# 2017年考研数二第18题解析：导数、函数极值、单调性

## 解析

### 一、计算 $\frac{\mathrm{d} y}{\mathrm{d} x} = 0$.

$$3x^{2} + 3y^{2} \frac{\mathrm{d} y}{\mathrm{d} x} – 3 + 3 \frac{\mathrm{d} y}{\mathrm{d} x} = 0 \Rightarrow$$

$$\frac{\mathrm{d} y}{\mathrm{d} x} = \frac{3 – 3x^{2}}{3 + 3y^{2}}.$$

$$3 – 3 x^{2} = 0 \Rightarrow$$

$$x = -1 或 x = 1.$$

### 二、当 $x \in (- \infty, -1)$ 时，$\frac{\mathrm{d} y}{\mathrm{d} x} < 0$.

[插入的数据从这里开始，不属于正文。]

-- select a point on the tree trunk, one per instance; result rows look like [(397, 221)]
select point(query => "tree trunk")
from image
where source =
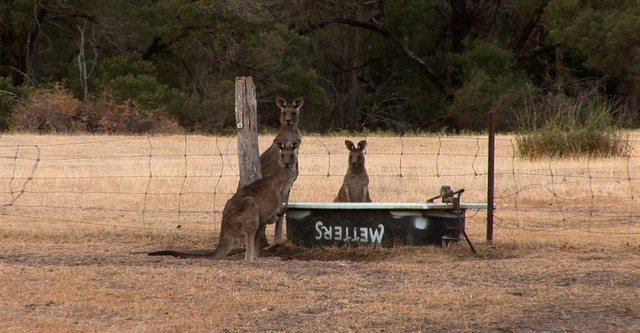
[(247, 123)]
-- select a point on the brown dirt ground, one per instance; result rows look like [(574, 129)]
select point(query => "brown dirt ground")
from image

$$\lim_{x \rightarrow – \infty} (x^{3} + y^{3} – 3x + 3y – 2 = 0) \approx$$

$$\lim_{x \rightarrow – \infty} (x^{3} + y^{3} = 0).$$

$$\lim_{x \rightarrow – \infty} (3x^{2} + 3y^{2} \frac{\mathrm{d} y}{\mathrm{d} x} – 3 + 3 \frac{\mathrm{d} y}{\mathrm{d} x} = 0) \approx$$

$$\lim_{x \rightarrow – \infty} (3x^{2} + 3y^{2} \frac{\mathrm{d} y}{\mathrm{d} x} = 0)$$

$$(\lim_{x \rightarrow – \infty} x^{3}) \Rightarrow – \infty \Rightarrow$$

$$(\lim_{x \rightarrow – \infty} x) \Rightarrow – \infty.$$

$$(\lim_{x \rightarrow – \infty} y^{3}) \Rightarrow + \infty \Rightarrow$$

$$(\lim_{x \rightarrow – \infty} y) \Rightarrow + \infty.$$

$$(\lim_{x \rightarrow – \infty} x^{2}) \Rightarrow + \infty;$$

$$(\lim_{x \rightarrow – \infty} y^{2}) \Rightarrow + \infty;$$

$$\frac{\mathrm{d} y}{\mathrm{d} x} < 0, x \in (- \infty ,-1).$$

### 三、当 $x \in (1, – \infty)$ 时，$\frac{\mathrm{d} y}{\mathrm{d} x} < 0$.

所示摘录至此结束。